The changes in tone are jarring, and most problematic in the case of the characterization of Sethu. Simhaa is terrific – he’s the film’s centre, its anchor. The entire first half is devoted to furthering the legend of this man’s grisliness. But midway, he’s reduced to a buffoon. His shtick is good, but it’s also terribly out of character. Why did we need such an elaborate buildup to Sethu’s life of crime (the film runs a numbing 170 minutes) if his best scenes are going to milk his character for comedy? Or seen the other way, why would a character so steeped in blood stoop, overnight, to such tomfoolery? Or is Subbaraj saying that the lure of cinema is such that even such a man, this “oru maadhiriyana psycho,” cannot resist his life being turned into a big- screen gangster saga like Nayakan or Thalapathi, even at the cost of his dignity?
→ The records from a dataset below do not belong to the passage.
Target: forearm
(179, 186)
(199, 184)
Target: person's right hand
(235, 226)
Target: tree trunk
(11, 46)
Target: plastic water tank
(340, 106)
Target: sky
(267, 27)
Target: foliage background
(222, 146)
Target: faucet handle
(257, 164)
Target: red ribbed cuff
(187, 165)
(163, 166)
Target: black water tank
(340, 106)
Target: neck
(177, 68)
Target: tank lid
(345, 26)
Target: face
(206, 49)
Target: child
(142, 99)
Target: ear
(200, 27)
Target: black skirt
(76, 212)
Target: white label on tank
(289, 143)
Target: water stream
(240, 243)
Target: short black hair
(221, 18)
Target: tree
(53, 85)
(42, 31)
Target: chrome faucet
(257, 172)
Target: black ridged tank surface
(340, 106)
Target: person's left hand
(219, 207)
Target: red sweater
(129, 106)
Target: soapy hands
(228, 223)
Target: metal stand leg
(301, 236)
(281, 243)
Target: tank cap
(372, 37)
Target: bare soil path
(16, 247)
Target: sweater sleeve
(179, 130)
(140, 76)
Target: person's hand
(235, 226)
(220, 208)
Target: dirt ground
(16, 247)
Subbaraj thinks exclusively in terms of twists, and he shortchanges us when it comes to the emotional graphs of the characters. I wished Kayal had been given more to do – the part comes off as underwritten – and I was never convinced that Karthik, who’s shown to be such a scaredy-cat at first, could pull all this off, befriending gangsters without breaking a sweat and eavesdropping on others. It’s a good thing Santhosh

Narayanan is around. His flamboyant score imbues even the weaker scenes with a Tarantinoesque swagger. And yet, we are readier to forgive Jigarthanda its flaws than we are with other films – and I think it has to do with its new-gen vibe. When earlier filmmakers displayed ambition, they still worked within the contours of the ‘Tamil padam’ – at most, you could call their work a ‘Westernised’ take on the Tamil film – but filmmakers like Subbaraj are ushering in genuinely singular and outré modes of expression, with morally ambiguous characters and take-it-or-leave-it tropes from the wide world of cinema, and yet trying to infuse it all with a sense of Tamil-ness. He isn’t just walking a tightrope – the tightrope is oiled and he’s riding a unicycle and it’s all happening over the Niagara Falls. You can’t stop watching. He even works in a bit of reflexive criticism. At the beginning, Karthik is on a television programme, awaiting the jury’s verdict on his short film. A National Award-winning director calls it rubbish. A producer, a less lofty man, concerned only about profits, says it’s the best film in the competition. And a war of words ensues between Art and Commerce.

Films like Jigarthanda, targeted at Twittery youth, fight a mighty fight to bridge that divide, striving to make commercially viable entertainment with truckloads of auteurist artistry. If nothing else, you have to respect the man on the unicycle.